Approach combining "Data Lake" accumulating raw data at low cost and manageability of DWH as "Lakehouse".

✅ Problems Addressed

  • Semi-structured / unstructured data that cannot be handled flexibly in DWH.
  • Raw data that might be discarded before ETL.
  • Want to respond to increase in Analysis / ML / Exploration use.

✅ Basic Philosophy & Rules

Data Lake

  • Accumulate raw data in object storage like S3/GCS.
  • Schema is applied at read time (Schema on Read).

Lakehouse

  • Enhance table management with Delta Lake / Iceberg / Hudi etc.
  • Provide DWH-like functions like ACID, version control, index.

✅ Suitable Applications

  • Data infrastructure for ML model training.
  • Massive data processing like logs and clickstreams.
  • Utilization of semi-structured data (JSON / Parquet).

❌ Unsuitable Cases

  • Operations centered on standard reports with fixed format.
  • Areas strongly requiring data governance (Lakehouse is needed).

✅ History (Genealogy / Parent Styles)

  • Data Lake → Developed into Lakehouse from challenges in actual operation.
  • Hadoop → Cloud Object Storage → Evolved to ACID Table.
  • DWH: Complement with strong schema and integrated analysis.
  • Lambda/Kappa: Integrate Lake with streaming layer.

✅ Representative Frameworks

Data Lake

  • AWS S3 / Google Cloud Storage / Azure Data Lake Storage
    Central storage of Data Lake accumulating raw data on large scale.

  • Apache Spark
    Central existence of data processing on Lake.

  • Trino / Presto
    SQL query execution engine for Data Lake.

Lakehouse

  • Delta Lake (Databricks)
    Provision of ACID Table / Time Travel / Versioning.

  • Apache Iceberg / Apache Hudi
    Table formats to realize Lakehouse as OSS.

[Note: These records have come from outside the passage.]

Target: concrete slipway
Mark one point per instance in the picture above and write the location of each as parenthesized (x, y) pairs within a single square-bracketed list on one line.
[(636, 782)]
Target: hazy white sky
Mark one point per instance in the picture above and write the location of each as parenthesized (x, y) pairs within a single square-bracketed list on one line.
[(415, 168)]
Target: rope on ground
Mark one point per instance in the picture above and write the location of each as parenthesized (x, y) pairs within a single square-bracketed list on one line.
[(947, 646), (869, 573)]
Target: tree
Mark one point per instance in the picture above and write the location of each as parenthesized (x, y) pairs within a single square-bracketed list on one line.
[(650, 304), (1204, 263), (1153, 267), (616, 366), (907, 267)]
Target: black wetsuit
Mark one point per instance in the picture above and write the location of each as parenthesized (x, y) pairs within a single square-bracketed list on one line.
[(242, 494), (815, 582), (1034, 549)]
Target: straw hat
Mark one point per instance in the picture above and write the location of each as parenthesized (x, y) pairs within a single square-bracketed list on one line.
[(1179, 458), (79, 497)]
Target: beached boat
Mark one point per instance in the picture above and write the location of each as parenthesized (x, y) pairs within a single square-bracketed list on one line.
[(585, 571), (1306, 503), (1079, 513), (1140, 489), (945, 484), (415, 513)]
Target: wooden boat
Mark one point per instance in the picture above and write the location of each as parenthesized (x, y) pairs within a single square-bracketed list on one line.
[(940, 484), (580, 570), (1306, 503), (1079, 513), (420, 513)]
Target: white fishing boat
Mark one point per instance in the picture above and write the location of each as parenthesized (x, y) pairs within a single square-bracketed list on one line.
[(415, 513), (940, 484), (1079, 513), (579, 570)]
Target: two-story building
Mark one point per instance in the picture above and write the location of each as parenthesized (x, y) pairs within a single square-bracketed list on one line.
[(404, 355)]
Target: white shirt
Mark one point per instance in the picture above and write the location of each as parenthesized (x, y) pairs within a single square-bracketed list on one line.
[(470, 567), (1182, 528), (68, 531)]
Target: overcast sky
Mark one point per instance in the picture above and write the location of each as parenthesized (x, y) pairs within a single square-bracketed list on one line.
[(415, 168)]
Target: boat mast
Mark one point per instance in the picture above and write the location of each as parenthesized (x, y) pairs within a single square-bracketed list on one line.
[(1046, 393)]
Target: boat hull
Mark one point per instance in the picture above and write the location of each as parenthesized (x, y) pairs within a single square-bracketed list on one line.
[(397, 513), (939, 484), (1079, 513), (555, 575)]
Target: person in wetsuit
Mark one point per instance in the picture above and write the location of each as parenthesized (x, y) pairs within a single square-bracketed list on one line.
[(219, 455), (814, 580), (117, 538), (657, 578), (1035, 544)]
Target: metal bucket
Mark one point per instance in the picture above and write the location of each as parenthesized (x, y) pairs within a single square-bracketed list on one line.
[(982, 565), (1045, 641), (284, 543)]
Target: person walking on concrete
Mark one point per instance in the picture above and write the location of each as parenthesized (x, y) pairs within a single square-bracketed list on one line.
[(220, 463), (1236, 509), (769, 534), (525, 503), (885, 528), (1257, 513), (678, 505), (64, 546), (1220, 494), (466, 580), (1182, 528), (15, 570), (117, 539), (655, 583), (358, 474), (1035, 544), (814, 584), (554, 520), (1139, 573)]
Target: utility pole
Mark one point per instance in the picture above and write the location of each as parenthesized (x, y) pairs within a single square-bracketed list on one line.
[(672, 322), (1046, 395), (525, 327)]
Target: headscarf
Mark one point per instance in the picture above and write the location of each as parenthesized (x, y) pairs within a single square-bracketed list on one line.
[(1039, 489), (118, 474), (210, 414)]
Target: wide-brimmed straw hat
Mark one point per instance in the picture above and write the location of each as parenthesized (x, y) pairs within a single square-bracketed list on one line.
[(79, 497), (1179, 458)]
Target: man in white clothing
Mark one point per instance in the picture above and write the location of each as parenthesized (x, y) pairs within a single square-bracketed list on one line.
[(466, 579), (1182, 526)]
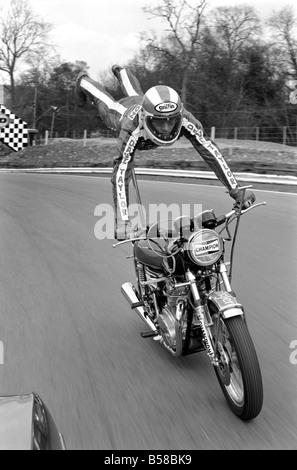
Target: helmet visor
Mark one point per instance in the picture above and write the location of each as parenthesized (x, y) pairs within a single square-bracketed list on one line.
[(165, 128)]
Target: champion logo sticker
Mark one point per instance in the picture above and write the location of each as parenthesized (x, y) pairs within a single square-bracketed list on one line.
[(167, 107)]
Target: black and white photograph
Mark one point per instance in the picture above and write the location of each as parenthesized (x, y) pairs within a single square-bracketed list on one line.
[(148, 227)]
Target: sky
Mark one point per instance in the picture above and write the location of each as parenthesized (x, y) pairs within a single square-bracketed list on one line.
[(106, 32)]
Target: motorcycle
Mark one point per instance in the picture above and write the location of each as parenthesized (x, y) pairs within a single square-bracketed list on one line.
[(27, 424), (185, 298)]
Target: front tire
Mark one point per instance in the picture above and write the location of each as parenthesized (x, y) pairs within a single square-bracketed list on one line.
[(239, 372)]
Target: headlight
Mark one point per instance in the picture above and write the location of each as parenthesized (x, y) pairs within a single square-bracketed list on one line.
[(205, 247)]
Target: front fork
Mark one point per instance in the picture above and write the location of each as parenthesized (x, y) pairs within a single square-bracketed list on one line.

✅ Design Patterns Supporting This Style

  • Iterator
    Used when handling large-scale data in stream / chunk units.

  • Strategy
    Switching execution method per data processing engine (Spark / Presto).

  • Template Method
    Unifies common procedures of ETL / ELT.

  • Facade
    Used in meta-layer hiding complex API of Data Lake / Lakehouse and handling uniformly.

✅ Summary

Data Lake / Lakehouse is the central approach of modern data infrastructure handling massive, diverse, and high-speed data.